Her seçmen yine kendi
partisine oy verecek
24 Haziran seçimlerine yönelik olarak gidilen ‘seçim
ittifakı’nın ise %10 barajını aşmak için bir yöntem olduğunu vurguladı. Karamollaoğlu,
ittifak da olsa, her seçmenin kendi partisine oy vereceğinin altını çizdi.
Milletten yiyecekleri
tokadı, ömürleri boyunca unutamayacaklar
MHP Genel Başkanı Devlet Bahçeli’nin, “Muhalif cumhurbaşkanı
adayları için imza veren seçmenlerin FETÖ ile irtibatları araştırılsın”
şeklindeki çağrısının seçmenlere yönelik açık bir tehdit olduğunu ifade eden Karamollaoğlu,
bu gibi sebeplerden dolayı kamuoyu yoklamalarında da halkın tercihlerini açıkça
dile getirmekten çekindiğini söyledi. Karamollaoğlu, “Ama şunu görecekler:
Milletten yiyecekleri tokadı, ömürleri boyunca unutamayacaklar. Çünkü
bıktırdılar. İnsanlar, bıktı. Baskıdan bıktı. Tekebbürden (kibirlenmelerinden, büyüklük
taslamalarından) bıktı. Yolsuzluktan bıktı. Haksızlıktan bıktı. Bu kadar
bıkkınlıkla seçime gidildiği bir dönem, belki hiç olmadı. ” dedi.
AK Partililer, 2002
seçim beyannamelerine bir baksınlar
AK Parti’nin ilk kez seçime girdiği 2002 yılındaki seçim
beyannamesinin iyi okunması ve AK Partililerin önüne konması gerektiğini belirten
Karamollaoğlu, “Bu gün o seçim beyannamesinin neresindeler? Haktan
bahsediyorlar, hukuktan bahsediyorlar, demokrasiden bahsediyorlar, basın
hürriyetinden bahsediyorlar, efendim yolsuzluktan bahsediyorlar” dedi.
AK Parti, bir ‘parti’
değil
Karamollaoğlu, AK Parti’nin geçmişte erken seçime ve
olağanüstü hal uygulamasına karşı çıktığını da hatırlatarak, iktidarın geçmişte
söylediklerinin bu gün tam tersini yaptığını söyledi. Karamollaoğlu, “Böyle bir
partiden siz, ne bekleyeceksiniz? Parti değil zaten. Yani ben, AK Parti’yi,
samimi olarak söylüyorum, ‘parti’ diye görmüyorum; Sayın Erdoğan’ın kendi partisi.
Erdoğan varsa bu parti var, olmadığı zaman böyle bir parti yok.

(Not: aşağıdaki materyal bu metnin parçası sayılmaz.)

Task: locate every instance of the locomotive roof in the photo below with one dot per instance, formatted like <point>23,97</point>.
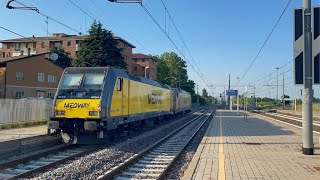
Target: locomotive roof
<point>122,73</point>
<point>117,71</point>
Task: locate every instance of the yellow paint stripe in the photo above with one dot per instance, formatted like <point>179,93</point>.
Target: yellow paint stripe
<point>221,175</point>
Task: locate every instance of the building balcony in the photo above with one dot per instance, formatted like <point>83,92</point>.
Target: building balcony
<point>77,47</point>
<point>24,53</point>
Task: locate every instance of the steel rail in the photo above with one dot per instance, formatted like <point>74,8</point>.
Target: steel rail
<point>121,167</point>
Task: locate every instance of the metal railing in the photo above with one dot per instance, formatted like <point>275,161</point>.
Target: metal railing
<point>22,110</point>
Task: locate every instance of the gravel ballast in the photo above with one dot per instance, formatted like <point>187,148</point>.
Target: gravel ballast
<point>95,164</point>
<point>181,165</point>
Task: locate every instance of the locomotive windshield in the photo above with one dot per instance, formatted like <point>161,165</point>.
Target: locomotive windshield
<point>81,86</point>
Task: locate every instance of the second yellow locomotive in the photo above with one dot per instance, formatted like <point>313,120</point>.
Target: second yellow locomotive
<point>94,103</point>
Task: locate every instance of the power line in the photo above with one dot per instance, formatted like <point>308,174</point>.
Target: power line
<point>174,24</point>
<point>51,18</point>
<point>82,10</point>
<point>150,52</point>
<point>13,32</point>
<point>272,72</point>
<point>265,42</point>
<point>164,32</point>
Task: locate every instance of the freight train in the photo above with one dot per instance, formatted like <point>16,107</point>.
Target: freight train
<point>93,104</point>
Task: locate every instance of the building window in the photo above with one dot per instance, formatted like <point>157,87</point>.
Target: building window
<point>40,94</point>
<point>50,95</point>
<point>19,94</point>
<point>19,76</point>
<point>40,77</point>
<point>68,54</point>
<point>51,78</point>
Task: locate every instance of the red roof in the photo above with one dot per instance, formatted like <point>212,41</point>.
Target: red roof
<point>59,38</point>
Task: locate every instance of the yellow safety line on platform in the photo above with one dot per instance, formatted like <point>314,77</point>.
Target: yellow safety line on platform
<point>221,175</point>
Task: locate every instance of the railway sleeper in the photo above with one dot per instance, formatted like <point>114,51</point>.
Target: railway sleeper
<point>139,175</point>
<point>133,169</point>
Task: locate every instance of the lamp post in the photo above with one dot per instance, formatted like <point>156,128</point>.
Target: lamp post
<point>145,71</point>
<point>277,68</point>
<point>238,97</point>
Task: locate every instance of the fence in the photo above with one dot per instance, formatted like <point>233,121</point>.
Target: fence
<point>21,110</point>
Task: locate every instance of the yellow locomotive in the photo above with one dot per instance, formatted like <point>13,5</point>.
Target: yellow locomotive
<point>93,103</point>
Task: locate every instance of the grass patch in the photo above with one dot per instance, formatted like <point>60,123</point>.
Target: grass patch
<point>23,124</point>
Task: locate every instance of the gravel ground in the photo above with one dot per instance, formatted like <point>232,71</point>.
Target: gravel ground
<point>182,137</point>
<point>18,133</point>
<point>181,165</point>
<point>95,164</point>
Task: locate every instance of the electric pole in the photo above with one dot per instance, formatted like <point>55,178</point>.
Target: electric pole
<point>283,103</point>
<point>307,92</point>
<point>277,68</point>
<point>197,95</point>
<point>238,97</point>
<point>230,106</point>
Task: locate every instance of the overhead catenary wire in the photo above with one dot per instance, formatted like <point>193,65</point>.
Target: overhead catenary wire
<point>283,66</point>
<point>13,32</point>
<point>180,36</point>
<point>144,47</point>
<point>267,39</point>
<point>174,44</point>
<point>51,18</point>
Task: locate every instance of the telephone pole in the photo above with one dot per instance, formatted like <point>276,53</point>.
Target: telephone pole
<point>230,106</point>
<point>197,95</point>
<point>277,68</point>
<point>307,92</point>
<point>283,103</point>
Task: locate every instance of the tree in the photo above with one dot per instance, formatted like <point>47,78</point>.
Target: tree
<point>204,93</point>
<point>100,49</point>
<point>63,58</point>
<point>171,68</point>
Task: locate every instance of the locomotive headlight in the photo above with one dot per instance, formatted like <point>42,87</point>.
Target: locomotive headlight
<point>93,113</point>
<point>60,113</point>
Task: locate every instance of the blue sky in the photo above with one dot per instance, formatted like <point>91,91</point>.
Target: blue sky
<point>223,36</point>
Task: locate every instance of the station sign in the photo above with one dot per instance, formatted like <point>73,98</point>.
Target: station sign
<point>231,92</point>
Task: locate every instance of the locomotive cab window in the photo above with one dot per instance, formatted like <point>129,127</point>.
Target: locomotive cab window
<point>119,84</point>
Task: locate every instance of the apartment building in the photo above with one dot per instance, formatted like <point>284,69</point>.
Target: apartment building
<point>29,76</point>
<point>70,43</point>
<point>144,65</point>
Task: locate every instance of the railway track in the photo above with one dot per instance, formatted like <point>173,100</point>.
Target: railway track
<point>290,119</point>
<point>24,167</point>
<point>41,161</point>
<point>155,161</point>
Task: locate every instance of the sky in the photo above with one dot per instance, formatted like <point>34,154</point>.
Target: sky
<point>223,36</point>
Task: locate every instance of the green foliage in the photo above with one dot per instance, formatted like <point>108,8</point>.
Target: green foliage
<point>63,59</point>
<point>99,49</point>
<point>170,67</point>
<point>204,93</point>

Olmayacak da
zaten ve artık bundan sonra da bu iş nerede biter, onu bilmiyorum” diye
konuştu.
Bize oy vereceklerini
söyleyen ateistler var
Karamollaoğlu, “Ateist birisi, size oy verebilir mi? Veya oy
vermesi için siz ne dersiniz?” sorusuna da cevap verdi. Ateistlerin, inançlı
insanların ilkeli duramayışları sonucunda bir isyanın içine girdiklerini
belirterek, Saadet Partisi’nin hukukun üstünlüğüne, sosyal adalete önem ve
değer veren söylemlerinden dolayı oy vereceklerini beyan eden ateistler
olduğunu söyledi.
Hasta la victoria
siempre Commandante
Karamollaoğlu’na, kendisinin yumruğunu sıkarak selâm
verdiğini gösteren bir fotoğrafının Che Guevara’ya benzetilerek sosyal medyada “Hasta
la victoria siempre Commandante / Zafere kadar kumandan” sloganı eşliğinde paylaşıldığının
hatırlatılarak, Che Guevara hakkındaki görüşü de soruldu. Karamollaoğlu,
görüşlerinin farklı olduğunu ancak baskıcı bir kurulu düzene isyan açısından
bir benzerlik kurulduğunu, kendisinin de buna itirazının olmadığını ifade etti.
Kadın aday da
göstereceğiz
Karamollaoğlu, bir soru üzerine, 24 Haziran Milletvekili
Genel Seçimlerinde kadın aday da göstereceklerini kaydetti.